Ten-foot-long reptiles in Indonesia have the taste for human flesh, and it’s the fault of…the Nature Conservancy?
That’s what some of the locals are saying. According to the Wall Street Journal, a Komodo dragon killed a young boy last year near the dragons’ main home, Komodo National Park, and since then dragon attacks on people have become much more frequent. And one reason the Komodos have started feeding on the locals, they say, is that they have stopped feeding the Komodos.
Many of the local people view the ancient lizards as their friends and family members reincarnated, so harming the dragons is a no-no. In fact, villagers frequently left goats and deer tied up as a feast for the dragons, a la Jurassic Park. But when the Nature Conservancy inspected the park, at the behest of the Indonesian government, they said the locals must stop hunting deer so the park would remain wild and the lizards would not become domesticated.

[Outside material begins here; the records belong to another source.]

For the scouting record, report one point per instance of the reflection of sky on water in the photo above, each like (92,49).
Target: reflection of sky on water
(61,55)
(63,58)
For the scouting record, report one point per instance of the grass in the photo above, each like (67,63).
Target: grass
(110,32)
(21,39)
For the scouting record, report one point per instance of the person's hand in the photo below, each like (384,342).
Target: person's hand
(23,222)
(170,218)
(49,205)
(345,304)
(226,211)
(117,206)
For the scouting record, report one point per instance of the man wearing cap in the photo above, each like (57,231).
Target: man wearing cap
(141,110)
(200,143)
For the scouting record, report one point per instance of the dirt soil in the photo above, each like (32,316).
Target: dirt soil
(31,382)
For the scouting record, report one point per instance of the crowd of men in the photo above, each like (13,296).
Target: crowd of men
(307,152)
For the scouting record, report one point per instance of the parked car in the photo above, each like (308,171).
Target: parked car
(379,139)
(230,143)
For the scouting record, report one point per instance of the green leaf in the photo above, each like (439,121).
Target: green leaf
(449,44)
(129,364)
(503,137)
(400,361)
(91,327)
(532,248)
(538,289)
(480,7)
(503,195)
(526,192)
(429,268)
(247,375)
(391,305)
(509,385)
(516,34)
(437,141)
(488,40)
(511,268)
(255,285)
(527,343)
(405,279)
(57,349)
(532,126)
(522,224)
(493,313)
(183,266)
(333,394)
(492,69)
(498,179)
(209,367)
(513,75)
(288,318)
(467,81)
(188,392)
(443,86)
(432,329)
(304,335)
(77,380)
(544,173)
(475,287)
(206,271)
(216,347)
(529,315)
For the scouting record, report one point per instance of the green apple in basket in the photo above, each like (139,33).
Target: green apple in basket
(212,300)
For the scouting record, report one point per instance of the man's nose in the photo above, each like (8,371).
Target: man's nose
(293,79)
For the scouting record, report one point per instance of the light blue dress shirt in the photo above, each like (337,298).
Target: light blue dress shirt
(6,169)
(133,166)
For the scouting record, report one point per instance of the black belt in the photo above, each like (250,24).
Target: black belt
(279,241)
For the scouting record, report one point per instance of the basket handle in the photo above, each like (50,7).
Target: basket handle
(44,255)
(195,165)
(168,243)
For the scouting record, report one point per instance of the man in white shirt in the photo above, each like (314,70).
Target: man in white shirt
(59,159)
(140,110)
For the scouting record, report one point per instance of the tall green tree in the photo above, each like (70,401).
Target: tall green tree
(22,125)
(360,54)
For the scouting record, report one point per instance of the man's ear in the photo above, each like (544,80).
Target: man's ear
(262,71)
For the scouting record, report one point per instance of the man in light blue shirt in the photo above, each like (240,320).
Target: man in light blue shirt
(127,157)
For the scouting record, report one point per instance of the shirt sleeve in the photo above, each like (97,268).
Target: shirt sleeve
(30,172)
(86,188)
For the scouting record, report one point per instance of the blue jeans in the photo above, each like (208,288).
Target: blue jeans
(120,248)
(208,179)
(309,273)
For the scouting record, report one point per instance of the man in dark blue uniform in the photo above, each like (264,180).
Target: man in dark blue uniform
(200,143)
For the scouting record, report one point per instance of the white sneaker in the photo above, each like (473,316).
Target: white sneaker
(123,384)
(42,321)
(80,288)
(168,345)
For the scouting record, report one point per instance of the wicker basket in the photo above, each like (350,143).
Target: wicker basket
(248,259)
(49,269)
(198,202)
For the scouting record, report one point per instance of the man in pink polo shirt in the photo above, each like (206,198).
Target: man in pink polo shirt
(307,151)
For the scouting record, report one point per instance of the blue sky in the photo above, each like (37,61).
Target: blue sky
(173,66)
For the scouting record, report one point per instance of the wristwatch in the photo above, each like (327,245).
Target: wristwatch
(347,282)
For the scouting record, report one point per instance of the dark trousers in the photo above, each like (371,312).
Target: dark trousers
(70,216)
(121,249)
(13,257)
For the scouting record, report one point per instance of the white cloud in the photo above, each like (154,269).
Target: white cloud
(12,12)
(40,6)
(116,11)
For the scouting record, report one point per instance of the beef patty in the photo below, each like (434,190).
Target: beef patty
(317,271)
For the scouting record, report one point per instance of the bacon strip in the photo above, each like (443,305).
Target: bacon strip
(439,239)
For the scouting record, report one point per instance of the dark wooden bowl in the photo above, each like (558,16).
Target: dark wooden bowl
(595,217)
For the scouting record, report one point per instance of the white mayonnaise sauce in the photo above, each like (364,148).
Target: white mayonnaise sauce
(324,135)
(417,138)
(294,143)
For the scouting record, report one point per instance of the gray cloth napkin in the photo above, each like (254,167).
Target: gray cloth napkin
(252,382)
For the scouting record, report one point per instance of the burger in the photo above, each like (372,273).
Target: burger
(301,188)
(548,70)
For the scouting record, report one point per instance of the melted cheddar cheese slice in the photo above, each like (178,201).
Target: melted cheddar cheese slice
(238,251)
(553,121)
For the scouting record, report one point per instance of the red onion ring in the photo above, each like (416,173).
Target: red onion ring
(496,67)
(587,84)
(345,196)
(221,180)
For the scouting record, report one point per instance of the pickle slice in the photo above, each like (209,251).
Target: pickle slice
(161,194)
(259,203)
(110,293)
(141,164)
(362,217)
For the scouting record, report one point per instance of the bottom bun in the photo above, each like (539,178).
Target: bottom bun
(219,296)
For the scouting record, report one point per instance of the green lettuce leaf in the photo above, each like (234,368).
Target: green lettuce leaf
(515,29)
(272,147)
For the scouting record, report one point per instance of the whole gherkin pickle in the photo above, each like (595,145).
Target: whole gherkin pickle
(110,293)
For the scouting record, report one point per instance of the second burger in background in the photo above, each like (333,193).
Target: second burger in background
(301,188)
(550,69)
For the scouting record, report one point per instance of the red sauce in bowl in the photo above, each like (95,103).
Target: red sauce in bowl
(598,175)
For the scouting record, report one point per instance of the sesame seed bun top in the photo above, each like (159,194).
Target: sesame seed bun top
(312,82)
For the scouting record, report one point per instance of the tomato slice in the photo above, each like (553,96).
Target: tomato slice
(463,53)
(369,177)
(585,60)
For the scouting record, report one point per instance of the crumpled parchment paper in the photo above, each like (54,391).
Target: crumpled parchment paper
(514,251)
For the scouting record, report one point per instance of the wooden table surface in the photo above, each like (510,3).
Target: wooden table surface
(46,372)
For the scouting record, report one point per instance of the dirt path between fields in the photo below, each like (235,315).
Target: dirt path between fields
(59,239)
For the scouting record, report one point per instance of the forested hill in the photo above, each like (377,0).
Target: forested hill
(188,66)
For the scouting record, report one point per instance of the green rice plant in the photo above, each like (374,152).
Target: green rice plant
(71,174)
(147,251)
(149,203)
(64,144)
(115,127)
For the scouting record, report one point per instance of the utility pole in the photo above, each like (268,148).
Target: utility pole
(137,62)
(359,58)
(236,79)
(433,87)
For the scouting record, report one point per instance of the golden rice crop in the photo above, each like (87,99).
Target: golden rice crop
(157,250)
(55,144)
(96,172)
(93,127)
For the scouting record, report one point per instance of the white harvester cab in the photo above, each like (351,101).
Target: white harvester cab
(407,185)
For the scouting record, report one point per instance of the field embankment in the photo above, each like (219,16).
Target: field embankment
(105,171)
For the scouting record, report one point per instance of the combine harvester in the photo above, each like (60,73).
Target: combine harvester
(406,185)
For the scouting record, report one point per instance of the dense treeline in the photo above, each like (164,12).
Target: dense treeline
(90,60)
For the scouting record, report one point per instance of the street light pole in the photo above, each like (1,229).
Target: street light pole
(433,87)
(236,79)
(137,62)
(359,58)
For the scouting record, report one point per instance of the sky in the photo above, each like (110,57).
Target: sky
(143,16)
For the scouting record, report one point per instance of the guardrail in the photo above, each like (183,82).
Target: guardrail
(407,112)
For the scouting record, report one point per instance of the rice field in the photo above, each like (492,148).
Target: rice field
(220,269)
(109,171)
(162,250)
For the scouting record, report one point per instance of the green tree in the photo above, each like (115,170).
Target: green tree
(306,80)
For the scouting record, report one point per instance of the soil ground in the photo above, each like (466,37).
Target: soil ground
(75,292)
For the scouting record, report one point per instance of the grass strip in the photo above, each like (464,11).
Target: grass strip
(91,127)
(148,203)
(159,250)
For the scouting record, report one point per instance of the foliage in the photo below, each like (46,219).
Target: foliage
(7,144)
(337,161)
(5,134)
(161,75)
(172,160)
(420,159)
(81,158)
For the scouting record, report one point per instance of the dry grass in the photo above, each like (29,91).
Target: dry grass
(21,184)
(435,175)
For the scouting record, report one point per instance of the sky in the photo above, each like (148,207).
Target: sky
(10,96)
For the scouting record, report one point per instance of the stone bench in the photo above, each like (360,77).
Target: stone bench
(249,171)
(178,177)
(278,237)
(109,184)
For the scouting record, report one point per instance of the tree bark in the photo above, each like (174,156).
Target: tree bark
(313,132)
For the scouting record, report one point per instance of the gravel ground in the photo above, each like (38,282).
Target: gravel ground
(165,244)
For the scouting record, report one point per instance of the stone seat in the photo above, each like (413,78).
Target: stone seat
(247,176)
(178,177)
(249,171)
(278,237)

With no easy meals lying around waiting for them anymore, Komodos might have moved to hunting an easier kind of prey: People.
Not so fast, say representatives of the Nature Conservancy—the real reason for the dragon aggression is that too many people live in the area now, and they’ve pushed so far into the park that there’s no way to keep the dragons out of their villages. The idea that animal sacrifices were keeping the Komodos at bay, they say, is just superstition.
Still, that’s not likely to soothe the father of the boy killed last year: He blames the hunting ban, and not the dragons themselves, for his son’s death.